As members will be aware, many factors influence
whether children choose to eat school meals. One fact planners
have to address, as was experienced in Hull, is that sometimes
introducing healthier foods can lead to a drop in the numbers
taking school meals. Among the many possible reasons for this,
we would highlight two: pupils being more used to the previous
food on offer and resistant to change; and the availability of
less healthy, but ‘popular' or ‘junk' food being available on
or near the school grounds and/or in local shops. This is one
reason why UNISON supports action to prevent junk food being sold
in or near to schools.
What happened in Hull was that average school meal
take-up rates fell from 48% to 36% across the city. However, once
the healthy meals were made free, take-up rates rose quickly and
are now an average 64%, with some schools at over 90% and one
at 98% almost since the start of the three year scheme. An initial
evaluation by Hull University concluded: "Approximately 64%
of children currently take up the offer of free healthy school
dinners. This is an outstanding achievement…The EWDW team have
shown through a variety of measures how they have increased this
take up…Undoubtedly the offer of a free meal is an important element
in this achievement."
Last month the Prime Minister praised the initiative.
Asked by a local MP in the House of Commons to congratulate the
Hull achievements in the light of recent obesity figures, Tony
Blair said: "I am delighted to congratulate them, and I am
sure that it is an important part of the public health drive in
Hull and elsewhere in the country. The reason
it is important is that, as we extend community facilities, as
we see changes in school dinners and in competitive sport in schools—which
has increased to 80 per cent. from the 50 per cent. that we inherited—and
as we are able to provide greater local community services in
which public health is a major part, the general health of the
nation will be improved, which will reduce the long-term costs
in our health care system."
As Mr Blair identified, we believe that this investment
in children's health now will in the long-term be a financial
saving, as well as vastly improving quality of life.
In addition to the experience of Hull, a Dundee
University study in 2005 showed the flaw in Ministers' preference
for ‘targeting' free school meals.

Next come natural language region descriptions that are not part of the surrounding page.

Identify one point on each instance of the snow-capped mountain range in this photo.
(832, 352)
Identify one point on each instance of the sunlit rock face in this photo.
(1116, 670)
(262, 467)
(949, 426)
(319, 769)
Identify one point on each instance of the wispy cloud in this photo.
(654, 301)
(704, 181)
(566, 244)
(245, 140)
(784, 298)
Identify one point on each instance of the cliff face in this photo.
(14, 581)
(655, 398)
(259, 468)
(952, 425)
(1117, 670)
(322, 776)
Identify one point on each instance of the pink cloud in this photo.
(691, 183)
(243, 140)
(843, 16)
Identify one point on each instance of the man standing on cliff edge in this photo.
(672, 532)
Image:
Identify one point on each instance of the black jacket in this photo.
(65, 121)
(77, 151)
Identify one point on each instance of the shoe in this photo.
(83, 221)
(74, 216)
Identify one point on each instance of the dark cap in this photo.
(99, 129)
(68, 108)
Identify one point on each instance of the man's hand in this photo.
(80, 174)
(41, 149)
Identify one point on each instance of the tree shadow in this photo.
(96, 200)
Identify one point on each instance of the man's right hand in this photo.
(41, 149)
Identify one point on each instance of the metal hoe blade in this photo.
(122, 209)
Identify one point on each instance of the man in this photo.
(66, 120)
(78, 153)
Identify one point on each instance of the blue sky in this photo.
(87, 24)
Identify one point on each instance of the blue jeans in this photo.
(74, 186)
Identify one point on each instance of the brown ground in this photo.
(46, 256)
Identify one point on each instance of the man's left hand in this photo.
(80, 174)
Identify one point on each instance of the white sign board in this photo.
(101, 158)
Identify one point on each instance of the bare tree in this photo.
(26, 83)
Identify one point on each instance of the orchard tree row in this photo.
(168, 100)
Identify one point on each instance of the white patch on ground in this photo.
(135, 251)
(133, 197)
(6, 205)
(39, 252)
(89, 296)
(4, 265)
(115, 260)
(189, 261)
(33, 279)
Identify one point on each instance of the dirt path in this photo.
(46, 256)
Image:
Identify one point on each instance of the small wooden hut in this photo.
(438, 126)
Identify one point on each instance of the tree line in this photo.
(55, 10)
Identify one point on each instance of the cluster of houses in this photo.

Existing eligibility criteria
mean that they do not reach all families in need. The study demonstrated
that universal entitlement is "the only mechanism for consistently
providing welfare to all low income households". Researchers
Carlo Morelli and Paul Seaman also said in Universal versus
Targeted Benefits: The distributional effects of free school meals:
"It is hard to conclude that the current system represents
anything other than a wholly inadequate method of reducing child
poverty." The evidence from Hull shows that a large number
of pupils who would not previously have been eligible for free
school meals have been eating the free healthy meals.
Finally, on this point, UNISON Scotland believes
that the high support in consultation responses for Frances Curran's
proposed free school meals Bill, at 96%, demonstrates the fact
that this is a popular policy in Scotland and that it is widely
seen as being a common sense measure. If members cannot support
this, we would ask them to, at a minimum, support our proposal
for enabling powers.
Protection of the identity of pupils receiving
free school meals
Evidence shows that some pupils feel a connection
between the stigma of free school meals and bullying. UNISON supports
measures to ensure anonymity. However, these do not always work.
Again, such measures would not be necessary if we
were to provide free meals for all school children. Doing so would:
remove the stigma (and related social and
psychological impact) of only those on the lowest incomes
being entitled to free school meals, thereby increasing
promote the concept of equality of opportunity,
social inclusion and remove a recognised potential cause
of bullying, or simple, yet distressing, ‘feeling of difference'
which affects children's self esteem
fit with the fundamental principle of universal
welfare services free at the point of use
benefit families currently caught in the
poverty trap of just missing out on qualifying for free
UNISON urges members of the Committee to give their
support to the principle of universal free school meals for all
Scottish school children. However, if members do not feel able
to commit to that at this stage we at least ask that they support
the introduction of an amendment to this Bill, enabling councils
to introduce free school meals in their areas.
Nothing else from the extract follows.